Ils étaient 40 chercheurs d’or à partir de la Corogne. Mais c’est l’Atlantique qui est en train de passer la flotte au tamis plutôt que l’inverse. Avec deux passages de front en deux nuits successives, le mauvais temps a fait du tri dans la flotte. Ocean Connect The Sea Cleaners (Jean Baptiste Ternon et Gaëtan Thomas) a démâté hier, Interaction (Yannig et Erwann Livory) et RDT Logistic Forvis Mazars (Renaud et Gilles Courbon) ont fait demi-tour vers Cascaïs (Portugal), ce dernier ayant annoncé son abandon officiel et la trace de plusieurs autres Class40 montre qu’à part la couleur du vent sur la cartographie, tout n’est pas rose ce matin entre l’Espagne et les Açores.

Sur SNSM Faites un don, « la caisse à outils est toujours matossée bien à sa place » selon Corentin Douguet.

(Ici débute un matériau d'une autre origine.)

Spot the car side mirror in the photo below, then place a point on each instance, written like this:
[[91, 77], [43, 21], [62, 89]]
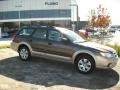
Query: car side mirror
[[65, 40]]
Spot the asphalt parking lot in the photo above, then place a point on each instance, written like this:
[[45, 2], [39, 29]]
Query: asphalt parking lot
[[41, 74]]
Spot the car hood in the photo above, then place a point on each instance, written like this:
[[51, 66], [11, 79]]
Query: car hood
[[97, 46]]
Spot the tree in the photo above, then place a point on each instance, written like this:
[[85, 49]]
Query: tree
[[99, 18]]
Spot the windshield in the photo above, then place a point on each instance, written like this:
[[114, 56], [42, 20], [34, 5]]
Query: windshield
[[72, 35]]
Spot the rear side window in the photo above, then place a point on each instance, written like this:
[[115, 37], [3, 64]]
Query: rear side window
[[40, 34], [26, 32], [54, 35]]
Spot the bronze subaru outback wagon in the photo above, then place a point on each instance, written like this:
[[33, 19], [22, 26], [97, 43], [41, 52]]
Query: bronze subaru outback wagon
[[65, 45]]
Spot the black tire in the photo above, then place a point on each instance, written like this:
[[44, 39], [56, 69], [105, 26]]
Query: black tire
[[90, 64], [28, 54]]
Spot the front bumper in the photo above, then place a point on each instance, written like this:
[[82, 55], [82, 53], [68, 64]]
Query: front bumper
[[102, 62]]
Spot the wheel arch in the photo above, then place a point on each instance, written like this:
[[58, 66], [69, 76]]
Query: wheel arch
[[25, 44], [76, 54]]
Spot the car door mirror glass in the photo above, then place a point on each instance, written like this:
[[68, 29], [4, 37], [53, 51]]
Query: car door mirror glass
[[65, 40]]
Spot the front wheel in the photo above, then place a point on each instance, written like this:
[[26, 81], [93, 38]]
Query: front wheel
[[24, 53], [85, 64]]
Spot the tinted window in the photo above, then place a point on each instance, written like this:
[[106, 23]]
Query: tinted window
[[26, 32], [54, 35], [40, 34]]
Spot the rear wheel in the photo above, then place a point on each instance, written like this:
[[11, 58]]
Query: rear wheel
[[24, 53], [85, 64]]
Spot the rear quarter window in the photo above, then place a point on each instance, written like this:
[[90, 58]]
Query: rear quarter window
[[26, 32]]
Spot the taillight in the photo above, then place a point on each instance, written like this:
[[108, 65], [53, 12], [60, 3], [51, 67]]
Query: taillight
[[14, 37]]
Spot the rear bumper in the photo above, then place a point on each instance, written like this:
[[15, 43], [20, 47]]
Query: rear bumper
[[14, 46]]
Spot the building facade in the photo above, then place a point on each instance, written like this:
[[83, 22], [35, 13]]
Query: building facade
[[24, 12]]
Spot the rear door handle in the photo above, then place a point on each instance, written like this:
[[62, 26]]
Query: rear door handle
[[49, 43], [30, 40]]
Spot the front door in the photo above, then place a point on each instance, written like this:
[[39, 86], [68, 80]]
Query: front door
[[56, 46]]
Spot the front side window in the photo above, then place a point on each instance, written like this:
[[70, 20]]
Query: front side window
[[40, 34], [54, 35], [26, 32]]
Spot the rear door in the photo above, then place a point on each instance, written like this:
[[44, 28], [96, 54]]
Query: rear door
[[39, 40]]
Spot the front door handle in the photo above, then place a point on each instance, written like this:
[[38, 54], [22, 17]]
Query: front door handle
[[49, 43]]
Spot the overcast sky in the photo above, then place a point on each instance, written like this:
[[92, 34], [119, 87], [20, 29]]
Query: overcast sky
[[113, 7]]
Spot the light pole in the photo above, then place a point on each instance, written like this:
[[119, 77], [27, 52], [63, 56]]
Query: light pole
[[74, 15], [19, 5]]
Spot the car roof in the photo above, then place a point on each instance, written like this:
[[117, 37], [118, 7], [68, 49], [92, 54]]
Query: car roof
[[61, 29]]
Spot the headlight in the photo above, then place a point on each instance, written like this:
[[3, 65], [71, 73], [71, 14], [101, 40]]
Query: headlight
[[107, 54]]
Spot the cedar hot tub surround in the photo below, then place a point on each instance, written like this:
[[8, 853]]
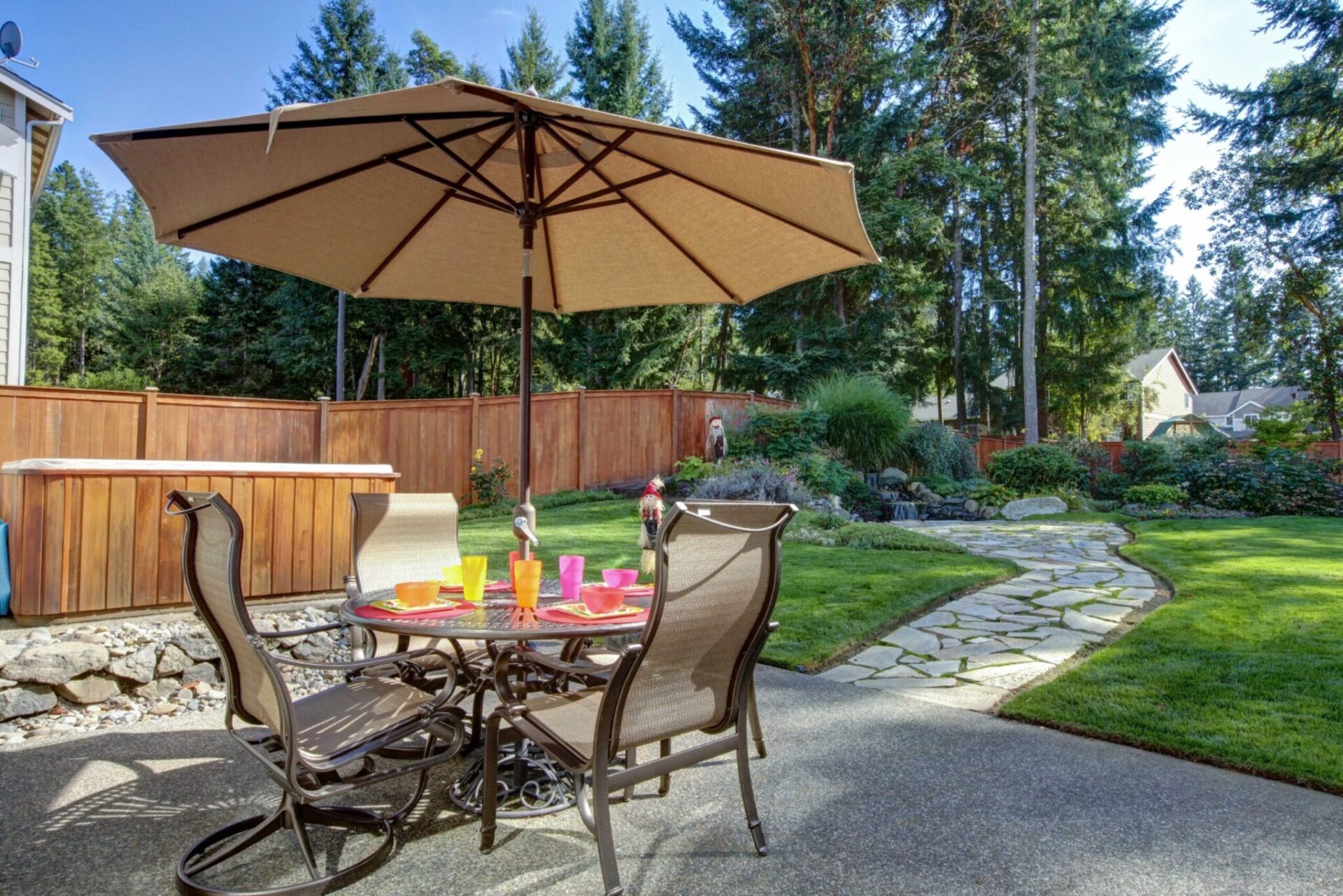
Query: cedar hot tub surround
[[90, 535]]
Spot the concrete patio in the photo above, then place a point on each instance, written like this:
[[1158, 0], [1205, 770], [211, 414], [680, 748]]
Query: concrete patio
[[862, 793]]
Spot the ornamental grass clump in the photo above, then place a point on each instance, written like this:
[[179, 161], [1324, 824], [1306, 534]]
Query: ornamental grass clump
[[865, 418]]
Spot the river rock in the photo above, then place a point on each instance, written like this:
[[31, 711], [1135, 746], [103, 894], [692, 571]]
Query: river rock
[[54, 664], [89, 690], [1023, 508], [173, 661], [198, 646], [201, 672], [26, 700], [137, 667]]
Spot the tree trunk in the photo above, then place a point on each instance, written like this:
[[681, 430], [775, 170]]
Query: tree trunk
[[958, 262], [1028, 343]]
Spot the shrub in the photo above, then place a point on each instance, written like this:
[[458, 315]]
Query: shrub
[[1037, 468], [759, 481], [1108, 485], [783, 434], [1154, 495], [865, 418], [1280, 483], [931, 449], [994, 495], [489, 484]]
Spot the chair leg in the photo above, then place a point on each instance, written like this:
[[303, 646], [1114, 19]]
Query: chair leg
[[489, 788], [630, 760], [602, 820], [665, 782], [747, 793], [755, 719]]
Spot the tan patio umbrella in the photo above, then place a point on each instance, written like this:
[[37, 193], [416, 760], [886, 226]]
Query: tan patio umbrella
[[429, 192]]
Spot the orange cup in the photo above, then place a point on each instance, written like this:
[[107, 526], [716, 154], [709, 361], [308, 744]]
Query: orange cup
[[527, 583]]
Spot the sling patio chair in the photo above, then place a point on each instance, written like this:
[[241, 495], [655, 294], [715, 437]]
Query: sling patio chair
[[318, 747], [718, 581], [410, 538]]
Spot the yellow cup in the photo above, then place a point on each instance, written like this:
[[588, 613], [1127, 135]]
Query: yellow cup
[[527, 583], [473, 578]]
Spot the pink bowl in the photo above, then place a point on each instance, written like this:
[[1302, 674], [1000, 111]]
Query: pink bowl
[[620, 578], [599, 598]]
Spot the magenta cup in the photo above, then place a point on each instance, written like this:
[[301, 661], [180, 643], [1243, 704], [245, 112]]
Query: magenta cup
[[571, 575]]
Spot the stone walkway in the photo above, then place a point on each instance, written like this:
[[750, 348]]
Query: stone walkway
[[976, 649]]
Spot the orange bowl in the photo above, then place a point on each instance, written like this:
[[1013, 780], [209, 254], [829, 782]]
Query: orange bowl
[[417, 594], [599, 598]]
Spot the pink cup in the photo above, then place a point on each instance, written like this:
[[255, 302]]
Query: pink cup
[[571, 575]]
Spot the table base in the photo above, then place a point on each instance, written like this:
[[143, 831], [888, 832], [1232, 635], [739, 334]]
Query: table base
[[530, 782]]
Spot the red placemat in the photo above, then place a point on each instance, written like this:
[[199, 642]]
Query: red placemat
[[492, 586], [462, 608], [557, 614]]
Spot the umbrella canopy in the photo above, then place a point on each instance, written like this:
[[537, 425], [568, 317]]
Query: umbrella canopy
[[430, 192], [418, 192]]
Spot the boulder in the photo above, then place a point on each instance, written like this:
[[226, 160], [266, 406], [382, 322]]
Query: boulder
[[198, 646], [54, 664], [26, 702], [1023, 508], [201, 672], [136, 667], [893, 476], [89, 690], [315, 648], [173, 661]]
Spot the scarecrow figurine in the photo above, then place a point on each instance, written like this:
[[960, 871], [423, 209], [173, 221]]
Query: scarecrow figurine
[[716, 443], [651, 515]]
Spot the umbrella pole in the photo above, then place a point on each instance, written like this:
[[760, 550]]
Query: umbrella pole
[[524, 392]]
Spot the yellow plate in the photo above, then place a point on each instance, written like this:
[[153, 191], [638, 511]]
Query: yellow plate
[[397, 606]]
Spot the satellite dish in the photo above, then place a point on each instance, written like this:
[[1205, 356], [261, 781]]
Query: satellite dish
[[11, 41]]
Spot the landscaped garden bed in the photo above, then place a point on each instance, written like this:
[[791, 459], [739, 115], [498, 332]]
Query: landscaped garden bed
[[1240, 669]]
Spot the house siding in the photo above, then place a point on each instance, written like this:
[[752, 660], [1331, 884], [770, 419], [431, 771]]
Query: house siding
[[1163, 395]]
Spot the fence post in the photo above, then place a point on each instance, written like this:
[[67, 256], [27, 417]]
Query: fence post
[[322, 433], [676, 426], [578, 439], [150, 425]]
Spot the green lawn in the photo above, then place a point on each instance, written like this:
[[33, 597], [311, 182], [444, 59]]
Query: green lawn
[[830, 598], [1242, 668]]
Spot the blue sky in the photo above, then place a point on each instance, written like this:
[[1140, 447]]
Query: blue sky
[[159, 62]]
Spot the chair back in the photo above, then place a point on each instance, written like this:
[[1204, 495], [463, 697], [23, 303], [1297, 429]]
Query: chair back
[[211, 563], [403, 538], [718, 579]]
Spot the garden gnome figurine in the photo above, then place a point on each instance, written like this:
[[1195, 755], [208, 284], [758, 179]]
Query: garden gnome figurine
[[651, 515], [716, 443]]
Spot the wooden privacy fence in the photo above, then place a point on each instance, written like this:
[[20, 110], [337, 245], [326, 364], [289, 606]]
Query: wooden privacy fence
[[579, 439]]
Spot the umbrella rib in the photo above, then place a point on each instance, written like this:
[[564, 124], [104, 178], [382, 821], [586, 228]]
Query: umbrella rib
[[588, 166], [324, 180], [470, 169], [722, 192], [646, 217], [465, 192], [614, 188], [433, 211], [546, 236]]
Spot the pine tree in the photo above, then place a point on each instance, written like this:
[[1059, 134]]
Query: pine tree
[[347, 57], [427, 64], [534, 62]]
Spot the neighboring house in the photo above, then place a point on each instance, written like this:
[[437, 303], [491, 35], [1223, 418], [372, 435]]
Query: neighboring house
[[1160, 388], [30, 128], [1236, 413]]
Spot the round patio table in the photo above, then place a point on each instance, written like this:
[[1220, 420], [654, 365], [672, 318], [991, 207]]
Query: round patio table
[[531, 783]]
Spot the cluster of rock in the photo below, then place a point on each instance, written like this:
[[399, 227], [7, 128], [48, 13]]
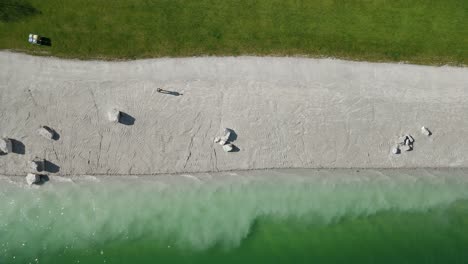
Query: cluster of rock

Le leader depuis 48 heures continue d’impressionner mais avoue que cette nuit dans le Nord a été des plus rudes : « C’était vraiment costaud avec 4 mètres de mer, par le travers heureusement, du vent établi à 35 nœuds et des baffes à 45 voire 50. C’est un compromis à trouver pour ne pas tout casser mais à un moment, ces bateaux-là ne veulent pas ralentir et c’était rock and roll dans la bannette ! » Exactement dans le timing qu’il avait prévu au passage du way-point Sud des Açores, le tandem Corentin Douguet-Axel Tréhin a creusé l’écart sur Legallais (Fabien Delahaye-Pierre Leboucher), à trente milles derrière. Premier du groupe des Sudistes, Amarris (Achille Nebout-Gildas Mahé) est dixième, à 171 milles du leader. Il avance 4 nœuds plus vite sur l’eau mais 8 nœuds moins vite en rapprochement au but sur les quatre dernières heures, faisant route presque plein Sud. Dans ces conditions très sélectives, au Nord comme au Sud, la flotte se distend sérieusement entre professionnels aguerris et amateurs qui se cherchent. Sans parler des bateaux ayant connu d’avaries, 260 milles séparent déjà le leader du 32ème Alderan (Sasha Lanièce, Sanni Beucke)

Quant à l’écart en latéral entre les deux flottes, il n’est pas prêt de de se combler puisque SNSM Faites un don prévoit de repartir assez rapidement aujourd’hui en bâbord amures comme s’il allait visiter Horta pour se positionner pour le prochain front ! « Là, on profite du vent qui est revenu à 20 nœuds pour sécher le bateau, se reposer un peu et faire un check du bateau » confiait Corentin Douguet qui sait que désormais, il faut aller au bout de son option.